Однако цены на эти шедевры значительно превосходили мои скромные средства. Они были приравнены к рыночному курсу и выражались семизначными цифрами, совершенно мне недоступными. Почти единственным моим шансом были те мастера, которыми снобистская мода пренебрегала и чьи произведения, по крайней мере в те годы, были не очень дороги, но попадались редко по той простой причине, что собственники не желали отдавать их за бесценок.
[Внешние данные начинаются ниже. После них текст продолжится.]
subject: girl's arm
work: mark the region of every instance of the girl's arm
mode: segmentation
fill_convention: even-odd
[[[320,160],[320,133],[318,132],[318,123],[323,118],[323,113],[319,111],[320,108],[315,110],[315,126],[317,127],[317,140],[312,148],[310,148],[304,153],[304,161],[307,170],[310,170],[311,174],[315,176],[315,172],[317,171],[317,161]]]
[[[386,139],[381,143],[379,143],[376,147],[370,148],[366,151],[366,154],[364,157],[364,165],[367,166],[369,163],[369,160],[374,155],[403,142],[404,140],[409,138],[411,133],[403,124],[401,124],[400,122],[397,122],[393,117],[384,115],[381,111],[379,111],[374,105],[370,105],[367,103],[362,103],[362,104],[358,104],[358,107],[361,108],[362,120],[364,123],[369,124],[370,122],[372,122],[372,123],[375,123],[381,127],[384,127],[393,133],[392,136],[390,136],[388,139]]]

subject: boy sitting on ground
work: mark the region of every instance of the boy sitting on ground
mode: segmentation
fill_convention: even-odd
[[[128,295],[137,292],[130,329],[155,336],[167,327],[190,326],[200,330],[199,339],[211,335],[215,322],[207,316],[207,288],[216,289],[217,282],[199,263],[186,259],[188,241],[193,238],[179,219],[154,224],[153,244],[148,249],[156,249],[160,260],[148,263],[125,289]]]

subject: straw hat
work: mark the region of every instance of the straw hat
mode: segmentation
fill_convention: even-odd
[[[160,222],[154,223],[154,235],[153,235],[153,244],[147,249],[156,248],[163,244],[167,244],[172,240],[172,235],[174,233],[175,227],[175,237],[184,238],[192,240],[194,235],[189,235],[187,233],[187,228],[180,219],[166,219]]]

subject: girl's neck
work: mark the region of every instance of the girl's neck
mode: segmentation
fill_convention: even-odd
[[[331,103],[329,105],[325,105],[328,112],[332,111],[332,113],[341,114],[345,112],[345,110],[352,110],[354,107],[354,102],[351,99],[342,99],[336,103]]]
Когда я приехал в магазин за моей первой бронзой, хозяин сказал:
— Принадлежи эта голова не Рюду, а Бурделю, скажем, или Деспио, она стоила бы самое малое пять миллионов. А если хотите знать мое мнение, она ничуть не хуже Деспио. Наоборот. Но что делать, классика сейчас не в цене.
Да, классика была не в цене, но и найти ее было непросто. Тем не менее, когда кружишь по всему Парижу, когда постоянно ищешь, нет-нет на что-нибудь да и наткнешься. И я искал всюду — от богатых антикварных магазинов в центре до неприглядных лавчонок в предместьях. Едва приметив сквозь витрину блестящий темный предмет, я сразу нырял в лавку, и бронзовая миниатюра так завладела моим воображением, что у меня иногда даже возникали галлюцинации — бывало, вбежишь в лавку и убеждаешься, что блестящий темный предмет за стеклом — это всего лишь телефонный аппарат.